Mit freundlichen Grüßen


----------



## Ruzmanz (5. Jun 2010)

Siehe: http://www.java-forum.org/spezialthemen/18384-6-varianten-java-programme-starten-jar-bat-exe-cd.html



> Datei umwadeln in welches ich dann die Variablen eingebe und diese dann dementsprechend die Lösung ausrechnet und ausgibt(x1, x2).

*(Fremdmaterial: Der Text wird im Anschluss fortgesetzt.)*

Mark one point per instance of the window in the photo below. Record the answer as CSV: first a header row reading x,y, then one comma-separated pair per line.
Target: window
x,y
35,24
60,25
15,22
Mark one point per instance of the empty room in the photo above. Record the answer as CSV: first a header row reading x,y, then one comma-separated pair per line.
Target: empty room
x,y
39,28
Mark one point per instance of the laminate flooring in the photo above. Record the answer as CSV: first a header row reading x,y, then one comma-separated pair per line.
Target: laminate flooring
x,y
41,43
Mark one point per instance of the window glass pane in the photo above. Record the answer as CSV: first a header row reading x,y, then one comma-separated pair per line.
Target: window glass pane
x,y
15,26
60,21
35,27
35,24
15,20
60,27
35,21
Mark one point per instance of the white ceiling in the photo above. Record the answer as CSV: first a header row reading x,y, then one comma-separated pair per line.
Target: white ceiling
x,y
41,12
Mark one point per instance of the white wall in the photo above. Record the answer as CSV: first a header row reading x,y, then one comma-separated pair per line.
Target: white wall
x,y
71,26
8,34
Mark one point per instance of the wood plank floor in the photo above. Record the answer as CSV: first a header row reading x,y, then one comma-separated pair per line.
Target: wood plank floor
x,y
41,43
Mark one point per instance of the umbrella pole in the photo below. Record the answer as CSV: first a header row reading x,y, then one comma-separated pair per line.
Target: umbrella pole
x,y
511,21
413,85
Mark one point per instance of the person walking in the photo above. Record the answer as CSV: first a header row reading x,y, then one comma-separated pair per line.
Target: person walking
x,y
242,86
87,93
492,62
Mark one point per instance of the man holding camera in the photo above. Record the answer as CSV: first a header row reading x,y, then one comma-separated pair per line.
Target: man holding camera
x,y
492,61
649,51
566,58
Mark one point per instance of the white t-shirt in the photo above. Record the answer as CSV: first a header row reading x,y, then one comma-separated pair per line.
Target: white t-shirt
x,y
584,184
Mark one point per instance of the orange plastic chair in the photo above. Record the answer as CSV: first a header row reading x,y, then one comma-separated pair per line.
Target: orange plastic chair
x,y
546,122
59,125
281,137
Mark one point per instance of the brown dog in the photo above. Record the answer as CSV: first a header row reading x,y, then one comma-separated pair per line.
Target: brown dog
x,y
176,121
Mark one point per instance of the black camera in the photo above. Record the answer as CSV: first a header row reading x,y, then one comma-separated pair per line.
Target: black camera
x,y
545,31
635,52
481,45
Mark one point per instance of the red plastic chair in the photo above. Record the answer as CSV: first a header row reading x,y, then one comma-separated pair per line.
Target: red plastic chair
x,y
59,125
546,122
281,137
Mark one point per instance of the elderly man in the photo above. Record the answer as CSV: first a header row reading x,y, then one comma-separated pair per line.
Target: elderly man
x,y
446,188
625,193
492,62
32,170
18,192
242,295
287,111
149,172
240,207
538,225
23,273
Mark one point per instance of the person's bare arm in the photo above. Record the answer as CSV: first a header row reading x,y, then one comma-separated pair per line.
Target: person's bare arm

Dafür bräuchtest du dann eine GUI, eine Datei oder die Konsole. So einfach geht das nicht.


----------



## Landei (5. Jun 2010)

Da frage ich mich immer: *Warum?* Was ist so falsch an einem selbstausführbaren Jar, das dann sogar auf Linux oder MacOS funktioniert, oder an Webstart? Für deine drei Zeilen ein komplettes Java beizulegen ist wohl Overkill, also muss der Nutzer sowieso Java installiert haben.


----------



## donner92 (5. Jun 2010)

@ Landei

Bin ein Anfänger und ich finde es nicht sehr schlimm erstma sowas an drei Zeilen zu versuchen, trotzdem danke für deinen Beitrag.

@Ruzmanz

hätte jetzt nur noch ein problem mit dem Batch Tool: Main-Class

echo Main-Class: MeinPackage.MeineKlasse>>manifest.mf

was soll ich da eingeben 

--> Meinung geändert erstma versuchen jar - Dateien zu erstellen und dann eine exe


----------



## icarus2 (5. Jun 2010)

Ich erstelle Jars immer mit Hilfe von Eclipse... da ist einfach genug für mich ^^

Hier ist aber noch ein nützlicher Link in der FAQ, der vieles erklärt:
6 Varianten Java-Progamme zu starten


----------



## donner92 (5. Jun 2010)

ja da bin ich ja gerade  wollte mithilfe des Batch-Tools diese jar datei erstellen, weiss aber nicht was ich unter main-Class schreiben soll...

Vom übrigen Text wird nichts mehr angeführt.